Anti-Bot & CAPTCHA (Cloudflare Turnstile):
Cloudflare Turnstile is integrated server-side for both story submissions and contact forms. The client-side widget generates a response token, which the server immediately verifies by POST-requesting Cloudflare’s API with the secret key (loaded from encrypted DynamoDB storage), the response token, and the client’s IP address. The verification checks the response’s success flag, timestamp, and hostname. Missing or failed tokens result in rejection with a user-friendly error. API timeouts (10 seconds) are handled gracefully. If Cloudflare API is unavailable, submissions are blocked (fail-secure).

Audio Streaming Security:
Audio files are not directly accessible; serving them requires a short-lived token (5-minute TTL) tied to both the specific file and the user’s session. Tokens are generated as the first 16 characters of a SHA-256 hash of story name, filename, session ID, and Unix timestamp. Token validation runs eight sequential checks: token presence, lookup in session, expiry validation, story/file binding verification, referrer validation (must come from localhost or application’s own hostname), file type validation (only .mp3 allowed), story existence check in DynamoDB, and membership verification (file must be in the story’s known MP3 list). Any check failure returns 403 Forbidden. An authenticated /refresh_audio_token endpoint allows frontend requests for fresh tokens.

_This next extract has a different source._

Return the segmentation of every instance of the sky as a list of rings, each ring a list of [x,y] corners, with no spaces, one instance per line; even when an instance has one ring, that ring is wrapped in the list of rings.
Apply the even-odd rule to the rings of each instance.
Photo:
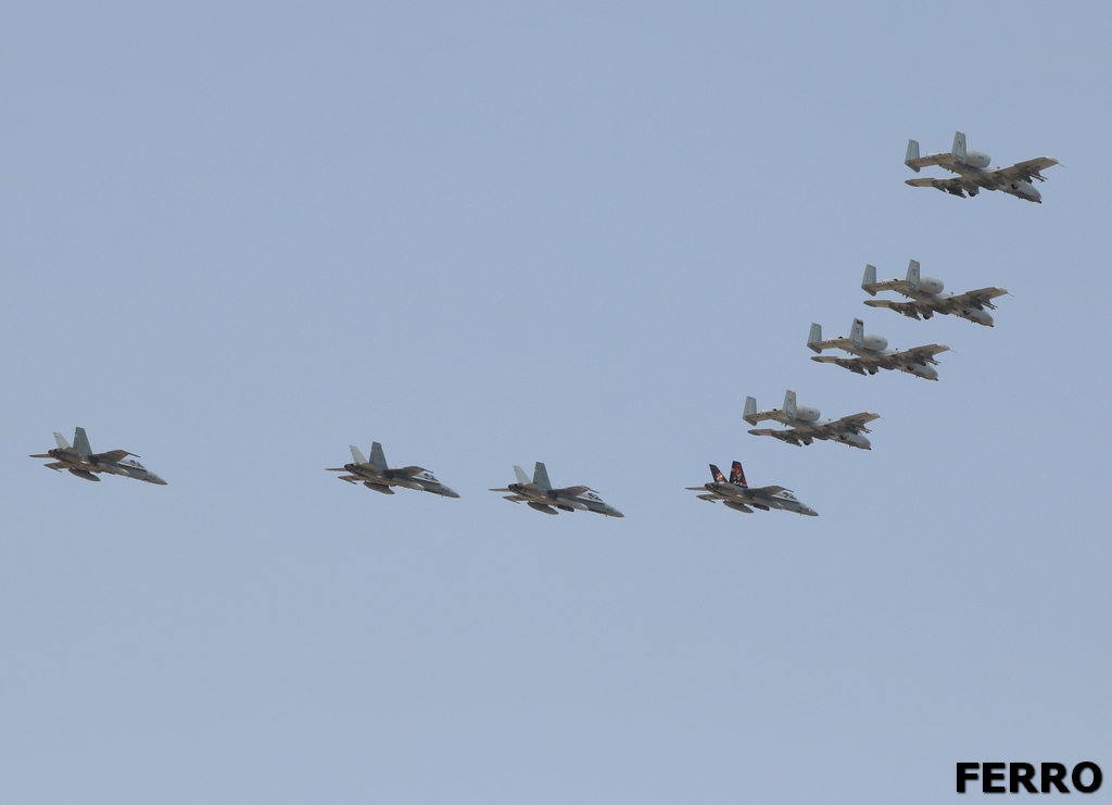
[[[917,804],[963,799],[957,762],[1112,774],[1110,28],[8,3],[0,799]],[[955,129],[1060,160],[1043,203],[905,186],[907,139]],[[1006,288],[996,326],[861,304],[866,262],[912,258]],[[854,317],[949,345],[941,380],[807,359]],[[873,449],[747,435],[745,397],[788,388],[880,414]],[[76,426],[168,486],[27,457]],[[373,440],[461,497],[325,471]],[[821,516],[684,489],[733,459]],[[538,460],[625,518],[488,491]]]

Encryption & API Key Management:
All API keys (OpenAI, Google OAuth, Cloudflare Turnstile secret, admin user ID) are encrypted with AES-256-GCM before storage in DynamoDB. This algorithm provides both confidentiality and authenticity (tamper detection) via a 16-byte authentication tag. Each encrypted value is stored with a randomly generated 12-byte IV per encryption, preventing IV reuse attacks. Critically, the AES-256 encryption key is stored in a local file frontend/.encryption.key not in DynamoDB or any remote location, meaning database compromise cannot decrypt the keys. The key file is validated at startup (must exist, be valid base64, and decode to exactly 32 bytes). A centralized KeyManager class handles retrieval: check cache, fetch encrypted value from DynamoDB, decrypt locally, cache in memory, return plaintext. A get_all_keys() method returns masked values (first 4 and last 4 characters with ... in between) for debugging without exposing full secrets.

File Upload Security:
The admin panel’s S3 upload endpoint applies path traversal prevention before any file operation: any path containing .. or starting with / is rejected outright and logged as a security violation. Uploaded filenames are sanitized with werkzeug’s secure_filename() to remove separators and dangerous characters. File size is logged to the audit trail before upload. Only authenticated admins can access this endpoint via the @admin_required decorator.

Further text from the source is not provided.